I think that the cause of the problem is here.
http://code.simonecarletti.com/repositories/entry/apachelogregex/lib/apache_log_regex.rb#L167
Not
when element == ‘%U’
but
when element == ‘%u’
I might be wrong… but after I change it , no error .
thanks.
Thank you for your report.
I filed a new issue.
http://github.com/weppos/apachelogregex/issues/#issue/2
Great library! Was a life saver dealing with a recent performance issue, where I needed to crunch the logs to find the culprint. Thanks!
Hello.
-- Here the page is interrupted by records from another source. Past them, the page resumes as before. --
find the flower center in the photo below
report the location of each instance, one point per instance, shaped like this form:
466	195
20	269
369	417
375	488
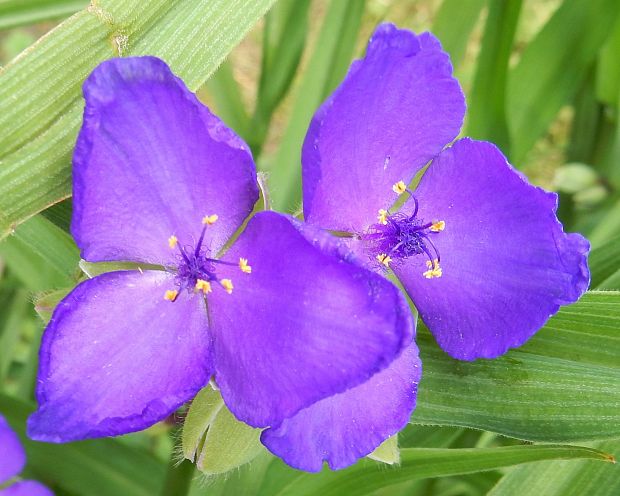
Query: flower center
399	236
196	271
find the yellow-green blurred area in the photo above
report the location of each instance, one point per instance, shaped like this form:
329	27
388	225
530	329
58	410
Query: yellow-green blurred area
542	80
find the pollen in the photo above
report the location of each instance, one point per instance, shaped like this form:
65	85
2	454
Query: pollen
227	285
171	295
438	226
434	270
399	188
382	217
384	259
202	285
209	220
243	265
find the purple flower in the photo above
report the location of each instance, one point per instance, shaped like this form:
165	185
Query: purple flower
12	462
283	318
479	250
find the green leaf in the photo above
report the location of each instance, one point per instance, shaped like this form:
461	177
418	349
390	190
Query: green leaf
552	67
105	464
44	303
561	478
214	438
40	99
454	30
223	89
561	386
326	68
486	118
387	451
604	263
15	13
14	306
52	244
286	28
607	74
420	463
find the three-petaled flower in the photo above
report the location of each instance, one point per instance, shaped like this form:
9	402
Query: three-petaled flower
478	249
282	316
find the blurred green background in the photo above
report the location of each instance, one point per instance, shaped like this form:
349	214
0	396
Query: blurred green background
542	80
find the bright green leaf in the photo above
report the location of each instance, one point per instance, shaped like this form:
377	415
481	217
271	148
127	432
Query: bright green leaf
214	438
486	118
326	67
562	478
387	451
552	67
40	98
562	386
15	13
420	463
454	30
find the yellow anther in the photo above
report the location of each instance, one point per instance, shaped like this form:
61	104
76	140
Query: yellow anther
382	217
227	285
209	220
399	188
202	285
171	294
384	259
438	226
434	270
243	265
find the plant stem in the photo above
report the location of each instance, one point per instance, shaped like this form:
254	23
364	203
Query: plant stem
178	479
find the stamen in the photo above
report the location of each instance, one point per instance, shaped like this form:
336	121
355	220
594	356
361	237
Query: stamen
382	217
438	226
204	286
384	259
243	265
434	269
171	294
209	220
227	285
399	188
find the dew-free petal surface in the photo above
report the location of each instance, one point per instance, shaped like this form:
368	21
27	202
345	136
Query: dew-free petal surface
26	488
395	110
507	264
347	426
150	162
116	357
12	454
307	323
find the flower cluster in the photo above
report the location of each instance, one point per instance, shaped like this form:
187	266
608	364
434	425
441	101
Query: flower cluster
300	329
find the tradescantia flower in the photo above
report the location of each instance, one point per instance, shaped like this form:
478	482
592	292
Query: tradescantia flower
479	250
12	462
282	319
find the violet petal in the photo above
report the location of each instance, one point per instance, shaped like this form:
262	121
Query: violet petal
116	357
396	109
150	162
347	426
12	454
305	324
507	265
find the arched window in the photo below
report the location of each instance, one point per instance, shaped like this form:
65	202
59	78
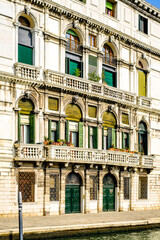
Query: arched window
109	66
74	64
74	125
25	41
142	138
142	79
109	130
26	121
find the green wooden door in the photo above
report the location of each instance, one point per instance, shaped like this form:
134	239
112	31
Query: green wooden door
72	199
108	198
108	194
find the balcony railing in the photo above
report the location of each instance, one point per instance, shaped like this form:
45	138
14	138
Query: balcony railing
86	86
28	152
27	71
144	101
90	156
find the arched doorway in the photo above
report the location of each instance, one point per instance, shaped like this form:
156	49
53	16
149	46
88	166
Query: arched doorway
72	193
142	138
109	184
26	121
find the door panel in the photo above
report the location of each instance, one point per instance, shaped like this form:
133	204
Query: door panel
108	198
72	199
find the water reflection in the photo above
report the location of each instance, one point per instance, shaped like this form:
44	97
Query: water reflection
152	234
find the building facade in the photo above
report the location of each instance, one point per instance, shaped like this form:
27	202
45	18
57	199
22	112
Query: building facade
79	106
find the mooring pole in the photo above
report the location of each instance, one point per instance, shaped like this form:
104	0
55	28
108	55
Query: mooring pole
20	216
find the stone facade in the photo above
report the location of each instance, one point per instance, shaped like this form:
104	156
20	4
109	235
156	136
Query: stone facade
46	173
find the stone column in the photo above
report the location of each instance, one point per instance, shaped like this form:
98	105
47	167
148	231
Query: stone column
62	192
46	206
133	189
87	192
100	192
121	192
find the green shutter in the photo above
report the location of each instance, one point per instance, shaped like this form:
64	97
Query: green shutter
58	131
67	61
95	137
19	126
122	139
67	131
109	78
88	136
80	126
128	141
32	128
49	129
109	5
81	69
142	83
114	137
72	67
25	54
110	137
103	138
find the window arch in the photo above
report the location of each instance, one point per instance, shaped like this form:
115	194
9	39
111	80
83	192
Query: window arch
143	138
142	78
109	136
109	66
74	64
74	125
25	41
26	121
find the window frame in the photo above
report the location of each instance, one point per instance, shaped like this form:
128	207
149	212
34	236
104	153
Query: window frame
143	24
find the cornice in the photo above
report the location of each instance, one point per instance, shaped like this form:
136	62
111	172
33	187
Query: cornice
145	8
100	27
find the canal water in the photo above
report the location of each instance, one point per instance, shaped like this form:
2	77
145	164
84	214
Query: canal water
151	234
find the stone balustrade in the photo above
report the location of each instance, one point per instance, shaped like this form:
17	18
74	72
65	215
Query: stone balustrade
144	101
90	156
27	71
87	86
28	152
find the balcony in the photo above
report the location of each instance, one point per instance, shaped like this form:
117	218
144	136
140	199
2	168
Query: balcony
27	71
144	101
101	157
85	86
28	152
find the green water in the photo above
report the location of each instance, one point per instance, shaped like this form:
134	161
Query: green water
152	234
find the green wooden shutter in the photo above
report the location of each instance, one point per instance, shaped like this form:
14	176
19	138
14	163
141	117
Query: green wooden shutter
142	83
32	128
109	5
123	140
19	126
49	129
128	141
67	63
92	64
114	136
80	126
103	138
95	137
81	69
88	136
110	137
58	131
109	78
25	54
67	131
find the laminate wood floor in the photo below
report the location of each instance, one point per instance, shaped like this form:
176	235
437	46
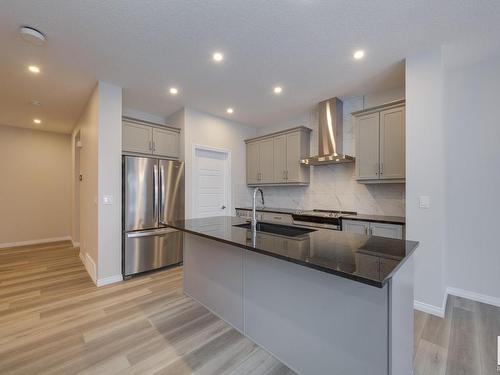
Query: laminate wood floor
53	320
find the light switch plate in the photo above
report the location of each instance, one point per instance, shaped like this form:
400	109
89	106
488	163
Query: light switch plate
424	201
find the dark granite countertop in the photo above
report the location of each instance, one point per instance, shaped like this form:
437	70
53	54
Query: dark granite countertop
367	259
363	217
271	209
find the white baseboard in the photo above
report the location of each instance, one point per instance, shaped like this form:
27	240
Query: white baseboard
450	291
430	309
34	242
109	280
473	296
89	264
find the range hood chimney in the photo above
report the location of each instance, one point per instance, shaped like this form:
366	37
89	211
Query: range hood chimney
329	135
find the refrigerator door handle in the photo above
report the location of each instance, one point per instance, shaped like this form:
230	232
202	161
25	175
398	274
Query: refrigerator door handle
155	193
150	233
161	196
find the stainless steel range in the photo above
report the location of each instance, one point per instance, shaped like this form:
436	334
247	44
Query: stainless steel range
328	219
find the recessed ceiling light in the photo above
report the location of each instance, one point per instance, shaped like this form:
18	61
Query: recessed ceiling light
359	54
218	57
34	69
32	35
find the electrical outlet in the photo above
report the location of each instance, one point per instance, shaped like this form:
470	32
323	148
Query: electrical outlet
424	201
107	199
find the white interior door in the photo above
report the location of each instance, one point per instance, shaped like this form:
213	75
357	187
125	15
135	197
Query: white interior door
212	187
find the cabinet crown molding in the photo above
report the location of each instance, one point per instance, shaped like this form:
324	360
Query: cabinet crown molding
381	107
286	131
152	124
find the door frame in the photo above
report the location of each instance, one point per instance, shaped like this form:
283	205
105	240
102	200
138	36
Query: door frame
227	173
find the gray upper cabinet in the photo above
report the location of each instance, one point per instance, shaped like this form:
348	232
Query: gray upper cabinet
392	143
259	162
280	159
266	156
275	159
165	142
367	146
143	138
253	157
380	144
137	138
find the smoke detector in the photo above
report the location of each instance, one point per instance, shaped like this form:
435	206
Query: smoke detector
32	35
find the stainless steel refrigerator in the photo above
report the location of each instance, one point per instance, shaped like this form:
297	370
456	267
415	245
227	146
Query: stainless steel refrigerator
153	192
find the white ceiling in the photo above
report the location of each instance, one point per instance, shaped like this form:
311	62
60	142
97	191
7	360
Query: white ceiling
146	46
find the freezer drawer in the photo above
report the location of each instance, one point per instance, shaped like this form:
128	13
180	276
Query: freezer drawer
152	249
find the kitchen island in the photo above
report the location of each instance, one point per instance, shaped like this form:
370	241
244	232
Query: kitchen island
321	301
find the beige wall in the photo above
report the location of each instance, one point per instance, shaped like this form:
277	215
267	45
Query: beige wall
110	181
35	185
99	129
87	126
205	129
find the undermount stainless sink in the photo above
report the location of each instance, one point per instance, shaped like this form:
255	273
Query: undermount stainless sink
283	230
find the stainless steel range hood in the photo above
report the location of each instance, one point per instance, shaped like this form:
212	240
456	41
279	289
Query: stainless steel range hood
329	135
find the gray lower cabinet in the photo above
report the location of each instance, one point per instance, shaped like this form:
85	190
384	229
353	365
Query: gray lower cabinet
386	230
277	217
275	158
373	229
380	145
355	226
143	138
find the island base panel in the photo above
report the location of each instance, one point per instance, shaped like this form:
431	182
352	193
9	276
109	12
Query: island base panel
314	322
I’m trying to parse an Nginx log fil with your gem.
The log line looks like this:
194.244.230.4 – http://www.iliveinperego.com [25/Mar/2010:00:00:22 +0100] “GET /ultimo.html HTTP/1.1″ 200 873 “http://www.facebook.com/home.php?” “Mozilla/5.0 (Macintosh; U; Intel Mac OS X 10.5; it; rv:1.9.2)” “151.32.14.154″ [172.16.23.11:80]
My log log_format is
format = ‘%h – %v %t \”%r\” %s %b \”%{Referer}i\” \”%{User-Agent}i\” \”%R\” \[%BA\]‘
I’ve just used BA as random code, I don’t need that value.
Everything works, there are cases where the parser fails :
- No Remote addres [-] instead of 151.32.14.154 in the eaxample before
- Multiple value for the last field [172.16.23.11:80, 172.16.23.12:80, 172.16.23.13:80] instead of [172.16.23.11:80]
is there a way to tell the logger to forget everything after a certain point ?
thanks
–
Simone
Just wanted to say thanks for this! We’re using it to parse nginx logs, whose default format is identical to Apache. Cheers! :)
Thanks! Using this to parse nginx log – works great.